What? No. That’s not what I told you at all. I … okay, reading the previous step again, I realize I was never given the option to say that NO ONE is helping me, just none of the specific people you mentioned. So it’s possible to interpret that statement in blue as being correct. Sort of. Technically.

from a certain point of view

From a certain point of view.

A more grievous issue came in the “Review & Submit” portion of the application. If I chose to edit one piece of information I’d entered, I had to click through every subsequent screen again. No quick adjustment of one little thing, no sir. At least all the information was still there and I didn’t have to fill it out another time.

All the niggling little quirks point to a project that just didn’t take UX details seriously enough. Performing triage on site performance was unquestionably more important than correcting grammar, and hardly any major software or web site is perfect in that regard, but I do hope clarity and consistency are refined as further improvements are made.

Have you used HealthCare.gov? What has been your experience?

The Terrible, Awful, Calamitous, Democracy-Crushing Obamacare Website Rollout

Obama facepalm

Yesterday, President Obama acknowledged that HealthCare.gov stinks.

Not in so many words, of course. He said the site is “not working as well as it should,” according to CNN. His speech followed a blog post on the Health & Human Services site on Sunday saying pretty much the same thing and detailing the work going into fixing it.

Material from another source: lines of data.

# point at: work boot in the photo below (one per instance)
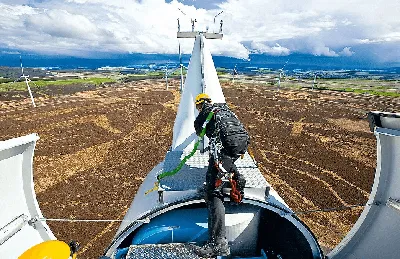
(212, 249)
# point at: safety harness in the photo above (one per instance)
(223, 175)
(179, 167)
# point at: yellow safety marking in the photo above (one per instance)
(155, 188)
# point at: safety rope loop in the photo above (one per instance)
(186, 158)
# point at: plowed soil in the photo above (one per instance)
(97, 145)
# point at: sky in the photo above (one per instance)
(367, 29)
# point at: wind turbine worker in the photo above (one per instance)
(226, 132)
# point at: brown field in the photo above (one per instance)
(97, 145)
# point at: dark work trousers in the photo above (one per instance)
(215, 198)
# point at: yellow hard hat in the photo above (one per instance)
(200, 98)
(53, 249)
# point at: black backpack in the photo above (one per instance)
(227, 124)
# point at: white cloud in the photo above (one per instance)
(276, 27)
(346, 52)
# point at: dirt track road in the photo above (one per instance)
(97, 146)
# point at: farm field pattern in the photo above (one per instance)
(96, 147)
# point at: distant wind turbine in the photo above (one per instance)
(281, 72)
(27, 80)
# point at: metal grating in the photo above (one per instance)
(192, 175)
(164, 251)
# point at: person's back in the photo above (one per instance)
(226, 129)
(226, 126)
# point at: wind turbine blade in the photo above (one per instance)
(22, 68)
(180, 54)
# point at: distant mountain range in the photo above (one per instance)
(257, 63)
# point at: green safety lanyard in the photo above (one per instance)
(183, 161)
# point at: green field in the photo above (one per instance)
(43, 83)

For supporters of the Patient Protection and Affordable Care Act – known colloquially as Obamacare first by detractors but later reclaimed by the President himself – the website rollout has been embarrassing. No, as Slate points out, a broken site doesn’t invalidate liberalism itself, but it does hand a free talking point to conservatives who claim that government can’t do anything right.

HealthCare.gov woman

Any publicity is good publicity for stock photo models. She’ll land on her feet.

And yet, halfway through signing up for my own account last week, the process seemed to be going smoothly. Sure, the confirmation email to my Yahoo! account was shuffled into my spam folder, and even though the federal government surely has enough foresight and clout to suggest that email providers don’t block its addresses, ultimately that’s Yahoo!’s fault. Easily forgiven.

Sending me to a blank page instead of a promised eligibility report? That’s a little harder to swallow.

HealthCare.gov null

Most browsers didn’t even get this far. Go open source!

A friendly customer service agent did try to help me over live chat, but didn’t inspire much confidence. She was able to walk me through turning off pop-up blockers in several browsers, but since the chat itself was happening in a pop-up window, I was pretty certain that wasn’t the issue.

HealthCare.gov chat window

PROTIP: Pop-up windows and text boxes are allowed to be wide enough for the content they hold.

So my curiosity about health insurance options will have to wait. There’s been plenty of pontificating about how the tech sector would have supposedly done better setting up a portal like this. Like most big projects, the construction of HealthCare.gov was in fact contracted to an outside firm, but it still had to adhere to guidelines set up in the Affordable Care Act; there was no freedom to implement what worked first and innovate later.

There were undoubtedly unique challenges with such a large project and hard deadline. Still, many of the problems come down to sheer sloppiness.

HealthCare.gov error message

PROTIP #2: Learn periods. And tenses.

It’s months before the individual mandate to have health insurance goes into effect. In the meantime, HealthCare.gov is getting fixed, and anyone can still apply by phone. Would I pick the federal government to design my startup’s website? No. But a stuttering unveiling does not a policy failure make. By incorporating user feedback and perhaps hiring some new developers, HealthCare.gov can still be useful.